Questa è l’America di Donald Glover: l’America di Trayvon Martin, degli otto spari che hanno colpito Stephon Clark, sei dei quali alla schiena. È quel Paese in cui le forze dell’ordine proteggono e servono (“to protect and serve”) solo un’esigua percentuale di privilegiati, finendo spesso a terrorizzare ciò che resta della popolazione. È quel luogo in cui la pratica dello stop and frisk finisce per diventare umiliazione e mortificazione metodica. Un perenne Luogo Sommerso, le cui pareti sono rese scivolose da continue intimidazioni, illusioni di una pari cittadinanza e simulacri di diritti civili. Quel luogo da cui diventa impossibile uscire, perché esiste un sistema che ti assorda fino a farti credere che stare lì per te non sia poi così male, che fa sì che gli afroamericani finiscano a loro volta per vedersi attraverso la lente del razzismo – cittadini di serie b per qualche caratteristica innata, più che a causa un ecosistema politico e sociale votato all’immobilismo.

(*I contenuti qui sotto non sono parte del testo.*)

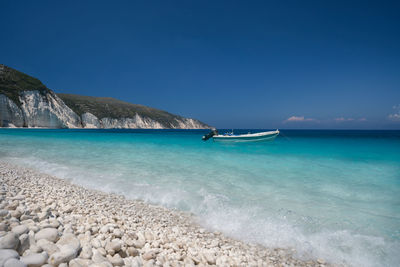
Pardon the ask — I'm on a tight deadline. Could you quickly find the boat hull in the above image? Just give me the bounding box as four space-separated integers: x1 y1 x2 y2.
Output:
213 131 279 142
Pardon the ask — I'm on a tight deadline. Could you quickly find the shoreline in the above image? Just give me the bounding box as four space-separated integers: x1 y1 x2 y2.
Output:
0 161 330 267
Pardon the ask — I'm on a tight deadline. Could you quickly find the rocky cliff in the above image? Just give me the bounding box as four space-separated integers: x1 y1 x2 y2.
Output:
0 64 209 129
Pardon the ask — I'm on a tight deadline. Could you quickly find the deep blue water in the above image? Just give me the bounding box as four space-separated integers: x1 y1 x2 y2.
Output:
0 129 400 266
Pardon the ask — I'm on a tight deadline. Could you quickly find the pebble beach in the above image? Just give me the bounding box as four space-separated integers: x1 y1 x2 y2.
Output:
0 162 328 267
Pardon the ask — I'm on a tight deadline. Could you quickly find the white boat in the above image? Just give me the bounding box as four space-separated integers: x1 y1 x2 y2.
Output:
203 130 279 142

L’America di Donald Glover è l’America del massacro di Parkland, di Orlando, dell’indifferenza che ha fatto eco a Charlottesville. Di armi vendute all’ingrosso e di neri che affollano le carceri private per reati spesso di piccola entità, delle strade dimenticate di Detroit, dei rally neonazisti in Georgia. Quel sogno americano selettivo costruito sulle spalle dei neri, come scriveva James Baldwin; che ha costruito il ruolo dell’American Negro così da avere una precisa casella di categorizzazione, in cui far soffocare la parte più scomoda della popolazione.
Questo vorrebbe far vedere Childish Gambino, se per una volta ci fosse la volontà di ascoltare. Sputando sullo stesso concetto di superamento della razza, delle pari opportunità tra neri e bianchi, sulla mera valenza simbolica del primo presidente nero – l’ennesimo, patetico, premio di consolazione.